A filmmaker very much influenced by the classical style, Beauvois has proven himself to be one of French cinema’s most exciting voices, a director of incredible nuance and without falling into a trap of flashy camera moves and flights of fancy, makes stylish pictures that are as intimate as they are genuinely gorgeous. The Guardians is no different, playing wonderfully to the director’s painterly eye for tableau frames and natural lighting. The photography here is rich and textured, as the period design work feels of a whole and rarely feels like window dressing. From the opening pair of sequences (one of a battlefield covered in expired bodies cut with our lead plowing a field with her daughter), the film sets its tone and atmosphere, and while there is the occasional burst of energy, Beauvois’ tone here is decidedly muted. Almost similar to that of film Westerns, the picture’s interest in the ever growing influence of modern touches on the lives of these characters is a compelling throughline as well, turning what could have been a rather torturous experience into one of great humanism and profound sensitivity, Iris Bry’s Francine becoming the picture’s heart and soul.

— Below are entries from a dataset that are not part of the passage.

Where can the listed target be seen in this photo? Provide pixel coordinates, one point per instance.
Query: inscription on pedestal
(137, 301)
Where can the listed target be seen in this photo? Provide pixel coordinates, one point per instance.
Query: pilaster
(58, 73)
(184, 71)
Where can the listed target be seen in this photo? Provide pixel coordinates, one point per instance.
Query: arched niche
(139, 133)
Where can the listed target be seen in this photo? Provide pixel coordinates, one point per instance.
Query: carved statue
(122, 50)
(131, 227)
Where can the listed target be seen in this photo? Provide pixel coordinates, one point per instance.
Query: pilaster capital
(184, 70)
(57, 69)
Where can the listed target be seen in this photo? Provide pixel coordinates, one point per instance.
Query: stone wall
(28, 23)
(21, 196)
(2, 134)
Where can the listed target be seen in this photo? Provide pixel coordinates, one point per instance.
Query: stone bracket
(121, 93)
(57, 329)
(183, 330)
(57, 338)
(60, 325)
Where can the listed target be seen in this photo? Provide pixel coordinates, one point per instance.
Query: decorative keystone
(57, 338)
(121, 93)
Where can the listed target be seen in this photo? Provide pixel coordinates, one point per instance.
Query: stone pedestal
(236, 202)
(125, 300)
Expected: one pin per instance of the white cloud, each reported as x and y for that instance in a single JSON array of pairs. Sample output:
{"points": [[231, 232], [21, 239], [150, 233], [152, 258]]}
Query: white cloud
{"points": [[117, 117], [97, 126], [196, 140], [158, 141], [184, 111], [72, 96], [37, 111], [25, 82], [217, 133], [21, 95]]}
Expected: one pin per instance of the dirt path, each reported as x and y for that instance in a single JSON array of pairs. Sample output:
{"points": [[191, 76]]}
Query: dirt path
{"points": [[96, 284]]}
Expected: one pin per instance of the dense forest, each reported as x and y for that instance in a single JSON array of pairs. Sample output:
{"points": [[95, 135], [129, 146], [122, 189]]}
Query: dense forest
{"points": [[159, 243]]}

And therein lies the film’s greatest attribute. From top to bottom The Guardians is chock a block with superlative performances, particularly that of Bry. Taking on a rather difficult role, Bry turns Francine into so very much more than simply another set of hands needed to help our lead complete her task, bringing a sense of life to the role that gives the role a sense of truth and a lived in quality. It’s an incredibly quiet film, a film as muted in its photography as it is in its performative “volume” if you will, and yet Bry is able to give her sequences a real energy that makes them quite compelling. Nathalie Baye is, of course, superlative, as she has always been throughout her decades-spanning career, and her actual daughter, Laura Smet, is following in her footsteps, giving a great and nuanced performance her as her on screen daughter as well. A melodrama in many ways, this film relies heavily on the performances of each of these women, and thankfully theirs are shoulders strong enough to carry this load. There is a romance story line that is compelling enough, but when the film’s at its very best it is when Beauvois both trusts his actresses enough to focus squarely on their plight in this world, and in turn dissects their changing societal roles as The Great War wages on.
It may be a pinch too long (this type of pastoral piece can wear one down at just a pinch over 135 minutes), few dramas this year have been able to balance a classical style with real panache quite like Beauvois’ latest achievement. Hopefully able to find a home on the art house circuit (Music Box Films knows what they’re doing, after all), The Guardians is a quiet and nuanced meditation on war, love, loss, gender roles and modernity, all rolled up into one genuinely moving tale of a group of women on the brink of change. A real discovery, this film.